A Baton Rouge man did not enter a plea at his initial court appearance Tuesday on a charge that he interfered with security personnel Aug. 22 at Metro Airport.
Instead, he will be sent to a federal prison for an evaluation of his mental competence.
Andrew Alessi, 37, is accused of locking himself in the cockpit of an American Eagle passenger plane for approximately three hours.
Police spokesman Cpl. L’Jean McKneely said on Aug. 22 that someone called police that morning and reported Alessi wanted officers to kill him.
Alessi was not armed and no one was injured during the incident.
On Tuesday, Assistant U.S. Attorney Alan A. Stevens asked U.S. Magistrate Docia L. Dalby to order Alessi’s continued detention on the charge.
Defense attorney J. David Bourland did not object to Stevens’ motion for detention, but added Alessi was not prepared to enter any plea in the criminal case.
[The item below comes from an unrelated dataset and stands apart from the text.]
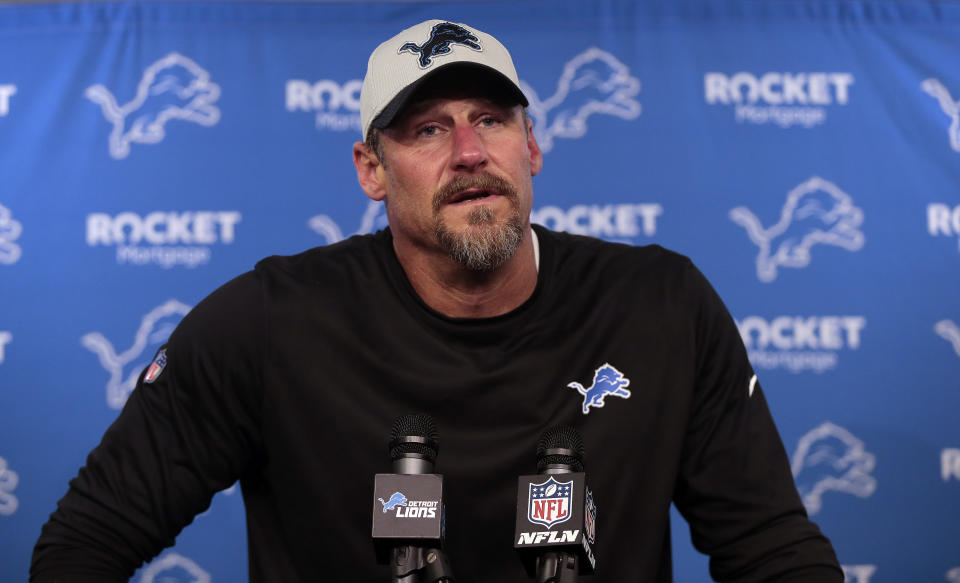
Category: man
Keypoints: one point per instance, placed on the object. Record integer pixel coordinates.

Bourland said U.S. District Judge James J. Brady entered an order Friday that will send the father of three young children to a federal prison for evaluation of his mental competence.
Stevens did not object to the order for Alessi’s evaluation.
After the hearing, Bourland said the federal Bureau of Prisons does extensive evaluations of prisoners whose mental competence is questionable.
“They do a comprehensive job,” Bourland said. “That could take four months, six months, even longer. Whatever is needed.”
Bourland said he wants a determination as to whether Alessi was sufficiently competent to understand the significance of his decision to lock himself into the passenger plane’s cockpit.
The defense attorney also said he wants a determination as to Alessi’s current ability to understand the charge against him and assist in his defense.
Alessi has been in custody since Aug. 22.
Three days after Alessi’s arrest at the airport, he was alleged in an affidavit by Brian Dedon of the Sheriff’s Office to have committed felony theft by selling a woman’s 2003 Chevrolet Suburban without her permission.
A man who agreed to pay $7,000 for the vehicle, allegedly gave Alessi $3,500 immediately, but withheld the other half of the purchase price until transfer of the Suburban’s title.
Alessi “was aware that the vehicle owner had no intent to transfer title of the vehicle to him or anyone else,” Dedon alleged in his affidavit in 19th Judicial District Court that
Alessi admitted “he had already spent the” $3,500, Dedon said.
Bourland told Brady last week that Alessi “believes he is (a) deity on Earth, that God is instructing him as to what to do and where to go, that unseen voices are speaking to him, directing his activities.”